Comment Offsite storage farms (Score 2) 284
Tape media's greatest benefit is its long storage life. Providing you have the equipment to do it, you could read a tape created 25 years ago.
Tape media's greatest liability is its long storage life. Will you be able to find equipment to read it 25 years from now? If not, you have what we call write-only media.
I think that tape is going to disappear as a viable storage medium, at least in the small business sector. The equipment and media is expensive, and most small businesses don't have the resources to employ someone trained in proper media management.

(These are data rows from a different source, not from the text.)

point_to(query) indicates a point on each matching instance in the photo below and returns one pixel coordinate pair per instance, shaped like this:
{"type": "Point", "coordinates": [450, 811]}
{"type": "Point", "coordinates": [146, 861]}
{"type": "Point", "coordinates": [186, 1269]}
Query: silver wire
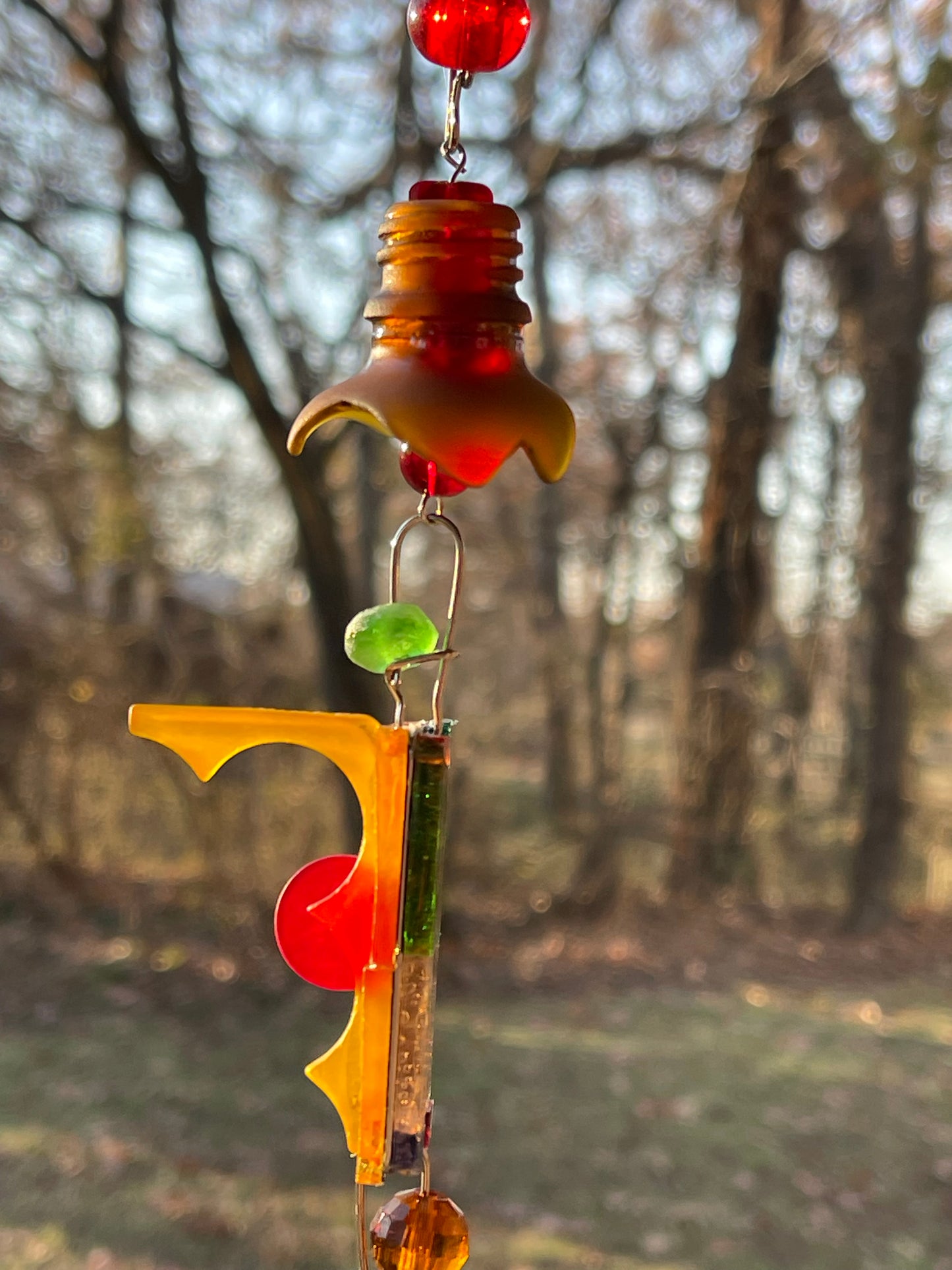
{"type": "Point", "coordinates": [361, 1213]}
{"type": "Point", "coordinates": [452, 149]}
{"type": "Point", "coordinates": [445, 653]}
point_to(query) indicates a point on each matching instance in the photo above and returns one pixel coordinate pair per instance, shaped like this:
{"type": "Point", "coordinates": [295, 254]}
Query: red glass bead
{"type": "Point", "coordinates": [468, 34]}
{"type": "Point", "coordinates": [328, 944]}
{"type": "Point", "coordinates": [426, 478]}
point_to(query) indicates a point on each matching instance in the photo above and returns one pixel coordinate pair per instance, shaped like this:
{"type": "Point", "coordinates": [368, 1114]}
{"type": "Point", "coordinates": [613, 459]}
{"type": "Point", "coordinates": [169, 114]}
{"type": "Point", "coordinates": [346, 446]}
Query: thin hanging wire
{"type": "Point", "coordinates": [445, 653]}
{"type": "Point", "coordinates": [452, 149]}
{"type": "Point", "coordinates": [361, 1213]}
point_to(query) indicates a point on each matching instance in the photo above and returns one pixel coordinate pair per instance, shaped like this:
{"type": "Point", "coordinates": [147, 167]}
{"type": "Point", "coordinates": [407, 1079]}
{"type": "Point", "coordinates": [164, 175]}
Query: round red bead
{"type": "Point", "coordinates": [468, 34]}
{"type": "Point", "coordinates": [426, 478]}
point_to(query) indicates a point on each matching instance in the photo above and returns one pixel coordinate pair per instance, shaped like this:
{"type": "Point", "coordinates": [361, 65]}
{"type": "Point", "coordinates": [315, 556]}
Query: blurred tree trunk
{"type": "Point", "coordinates": [725, 591]}
{"type": "Point", "coordinates": [598, 871]}
{"type": "Point", "coordinates": [550, 618]}
{"type": "Point", "coordinates": [885, 289]}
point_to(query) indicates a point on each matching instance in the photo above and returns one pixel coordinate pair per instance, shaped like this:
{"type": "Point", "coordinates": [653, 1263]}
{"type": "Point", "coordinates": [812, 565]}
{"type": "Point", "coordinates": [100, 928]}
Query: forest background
{"type": "Point", "coordinates": [706, 681]}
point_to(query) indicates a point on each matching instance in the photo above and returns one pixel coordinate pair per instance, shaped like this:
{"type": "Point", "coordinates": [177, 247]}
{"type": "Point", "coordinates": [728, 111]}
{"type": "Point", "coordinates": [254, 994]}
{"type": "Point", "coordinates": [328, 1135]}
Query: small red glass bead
{"type": "Point", "coordinates": [424, 476]}
{"type": "Point", "coordinates": [468, 34]}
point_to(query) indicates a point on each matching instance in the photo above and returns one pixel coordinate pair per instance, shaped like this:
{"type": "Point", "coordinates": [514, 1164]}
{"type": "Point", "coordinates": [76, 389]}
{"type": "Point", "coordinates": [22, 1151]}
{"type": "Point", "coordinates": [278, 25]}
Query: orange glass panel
{"type": "Point", "coordinates": [354, 1074]}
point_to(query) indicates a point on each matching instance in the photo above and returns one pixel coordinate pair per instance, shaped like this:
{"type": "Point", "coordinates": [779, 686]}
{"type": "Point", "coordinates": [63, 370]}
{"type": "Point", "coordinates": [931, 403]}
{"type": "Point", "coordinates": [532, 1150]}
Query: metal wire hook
{"type": "Point", "coordinates": [452, 149]}
{"type": "Point", "coordinates": [446, 653]}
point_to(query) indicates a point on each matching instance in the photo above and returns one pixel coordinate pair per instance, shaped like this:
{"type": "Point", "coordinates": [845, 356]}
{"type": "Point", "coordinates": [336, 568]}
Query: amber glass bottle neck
{"type": "Point", "coordinates": [450, 260]}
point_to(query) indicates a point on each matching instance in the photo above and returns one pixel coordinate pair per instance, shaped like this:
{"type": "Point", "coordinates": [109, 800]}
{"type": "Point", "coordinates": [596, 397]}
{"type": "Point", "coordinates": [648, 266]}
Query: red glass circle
{"type": "Point", "coordinates": [468, 34]}
{"type": "Point", "coordinates": [426, 478]}
{"type": "Point", "coordinates": [331, 949]}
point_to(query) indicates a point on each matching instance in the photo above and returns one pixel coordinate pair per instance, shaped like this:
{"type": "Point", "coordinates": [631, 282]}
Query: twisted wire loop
{"type": "Point", "coordinates": [445, 653]}
{"type": "Point", "coordinates": [452, 149]}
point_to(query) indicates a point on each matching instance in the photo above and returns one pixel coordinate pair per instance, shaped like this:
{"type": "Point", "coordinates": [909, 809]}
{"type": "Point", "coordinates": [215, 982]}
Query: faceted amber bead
{"type": "Point", "coordinates": [420, 1232]}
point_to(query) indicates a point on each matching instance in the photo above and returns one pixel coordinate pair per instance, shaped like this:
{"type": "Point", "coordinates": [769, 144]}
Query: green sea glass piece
{"type": "Point", "coordinates": [379, 637]}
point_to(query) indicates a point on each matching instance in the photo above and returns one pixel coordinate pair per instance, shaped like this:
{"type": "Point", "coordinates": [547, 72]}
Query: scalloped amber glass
{"type": "Point", "coordinates": [447, 372]}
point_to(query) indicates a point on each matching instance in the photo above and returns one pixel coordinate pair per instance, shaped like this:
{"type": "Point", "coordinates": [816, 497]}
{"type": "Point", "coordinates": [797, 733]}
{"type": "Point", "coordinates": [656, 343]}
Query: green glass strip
{"type": "Point", "coordinates": [426, 836]}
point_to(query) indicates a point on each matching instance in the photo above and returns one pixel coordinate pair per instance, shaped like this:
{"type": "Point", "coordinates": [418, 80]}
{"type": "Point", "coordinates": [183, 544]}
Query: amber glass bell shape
{"type": "Point", "coordinates": [447, 372]}
{"type": "Point", "coordinates": [420, 1232]}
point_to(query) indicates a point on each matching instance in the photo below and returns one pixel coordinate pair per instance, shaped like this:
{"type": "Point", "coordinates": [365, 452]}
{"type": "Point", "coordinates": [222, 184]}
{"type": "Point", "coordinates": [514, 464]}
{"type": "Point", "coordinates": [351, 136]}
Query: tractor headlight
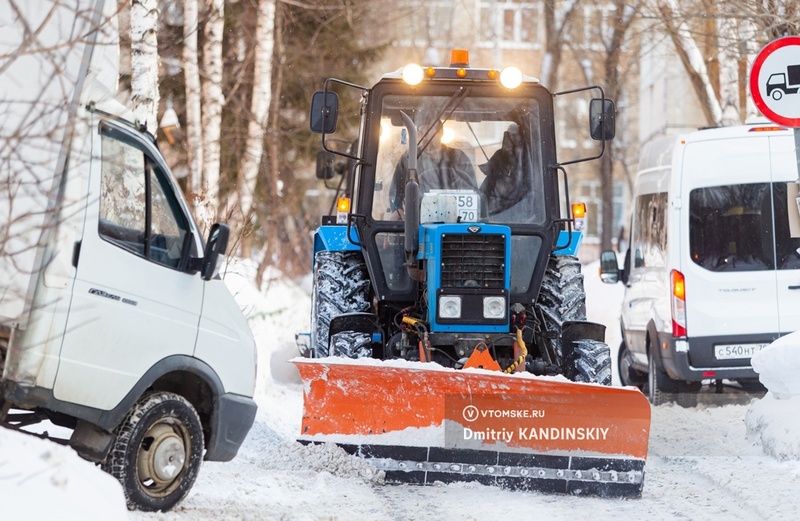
{"type": "Point", "coordinates": [511, 77]}
{"type": "Point", "coordinates": [449, 306]}
{"type": "Point", "coordinates": [494, 308]}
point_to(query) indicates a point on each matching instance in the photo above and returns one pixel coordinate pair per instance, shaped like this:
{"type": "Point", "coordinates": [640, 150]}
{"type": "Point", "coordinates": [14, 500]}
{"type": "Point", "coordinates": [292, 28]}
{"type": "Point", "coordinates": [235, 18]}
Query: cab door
{"type": "Point", "coordinates": [133, 302]}
{"type": "Point", "coordinates": [727, 237]}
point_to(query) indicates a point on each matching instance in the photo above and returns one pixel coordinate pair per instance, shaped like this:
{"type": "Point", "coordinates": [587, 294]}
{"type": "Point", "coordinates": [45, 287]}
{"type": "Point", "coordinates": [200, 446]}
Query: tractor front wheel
{"type": "Point", "coordinates": [340, 285]}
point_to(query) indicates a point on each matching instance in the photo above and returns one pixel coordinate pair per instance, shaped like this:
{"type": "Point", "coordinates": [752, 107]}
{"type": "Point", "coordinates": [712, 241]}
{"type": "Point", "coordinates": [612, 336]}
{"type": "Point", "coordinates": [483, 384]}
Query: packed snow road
{"type": "Point", "coordinates": [700, 466]}
{"type": "Point", "coordinates": [701, 463]}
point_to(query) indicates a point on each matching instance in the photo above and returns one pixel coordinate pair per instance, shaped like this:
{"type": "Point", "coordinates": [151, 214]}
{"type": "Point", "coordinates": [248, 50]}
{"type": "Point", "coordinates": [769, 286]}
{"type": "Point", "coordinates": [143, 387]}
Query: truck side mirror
{"type": "Point", "coordinates": [215, 246]}
{"type": "Point", "coordinates": [324, 112]}
{"type": "Point", "coordinates": [609, 269]}
{"type": "Point", "coordinates": [602, 119]}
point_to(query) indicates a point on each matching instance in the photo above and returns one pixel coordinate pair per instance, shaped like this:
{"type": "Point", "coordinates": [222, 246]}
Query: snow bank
{"type": "Point", "coordinates": [775, 419]}
{"type": "Point", "coordinates": [42, 480]}
{"type": "Point", "coordinates": [776, 424]}
{"type": "Point", "coordinates": [778, 366]}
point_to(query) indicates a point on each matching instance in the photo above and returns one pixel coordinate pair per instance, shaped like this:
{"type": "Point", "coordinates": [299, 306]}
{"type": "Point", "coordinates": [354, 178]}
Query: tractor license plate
{"type": "Point", "coordinates": [732, 351]}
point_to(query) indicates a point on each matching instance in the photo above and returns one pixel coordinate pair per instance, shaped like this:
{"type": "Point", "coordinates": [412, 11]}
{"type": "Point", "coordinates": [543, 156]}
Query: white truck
{"type": "Point", "coordinates": [113, 321]}
{"type": "Point", "coordinates": [712, 275]}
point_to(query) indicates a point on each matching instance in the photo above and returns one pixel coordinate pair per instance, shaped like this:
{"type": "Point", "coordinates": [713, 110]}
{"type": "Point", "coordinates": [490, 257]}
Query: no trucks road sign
{"type": "Point", "coordinates": [775, 81]}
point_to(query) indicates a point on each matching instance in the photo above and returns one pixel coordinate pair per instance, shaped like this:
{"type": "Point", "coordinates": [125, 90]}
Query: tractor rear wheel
{"type": "Point", "coordinates": [562, 297]}
{"type": "Point", "coordinates": [340, 285]}
{"type": "Point", "coordinates": [589, 361]}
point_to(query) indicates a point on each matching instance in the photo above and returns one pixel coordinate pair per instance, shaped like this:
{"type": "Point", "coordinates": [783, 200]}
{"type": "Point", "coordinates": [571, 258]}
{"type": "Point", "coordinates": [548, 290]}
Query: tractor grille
{"type": "Point", "coordinates": [473, 260]}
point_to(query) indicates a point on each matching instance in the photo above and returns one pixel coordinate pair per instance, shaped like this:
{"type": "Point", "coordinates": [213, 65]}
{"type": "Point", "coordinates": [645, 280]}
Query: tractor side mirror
{"type": "Point", "coordinates": [325, 166]}
{"type": "Point", "coordinates": [324, 112]}
{"type": "Point", "coordinates": [609, 269]}
{"type": "Point", "coordinates": [602, 119]}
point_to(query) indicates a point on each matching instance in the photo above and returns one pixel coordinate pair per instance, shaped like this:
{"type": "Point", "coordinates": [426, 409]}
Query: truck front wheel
{"type": "Point", "coordinates": [157, 452]}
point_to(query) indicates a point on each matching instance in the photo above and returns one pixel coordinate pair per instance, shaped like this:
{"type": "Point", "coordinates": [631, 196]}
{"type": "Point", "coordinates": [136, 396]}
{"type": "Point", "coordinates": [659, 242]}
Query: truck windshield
{"type": "Point", "coordinates": [478, 159]}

The replacement is going to be offsite storage farms, whether from a third-party cloud provider, or farms owned by the company that needs the backups. As the per-byte cost of disk storage continually and rapidly falls and wide-area network (Internet) bandwidth increases, offsite/online backups are becoming more and more feasible. Data deduplication and image management software technologies mean that a company can have daily backups completely automated and available as far back as they want. Restoring a file or two from these backups is quick and easy. My company already supports several small businesses using this backup technology; as existing tape drives fail they are seldom being replaced with more tape hardware.
The downside of offsite/online backups is that bare-metal recovery of a failed system from those backups is still extremely time-consuming. Eventually the bandwidth will become available to make it viable; until then tape still seems to be the best option for bare-metal recovery.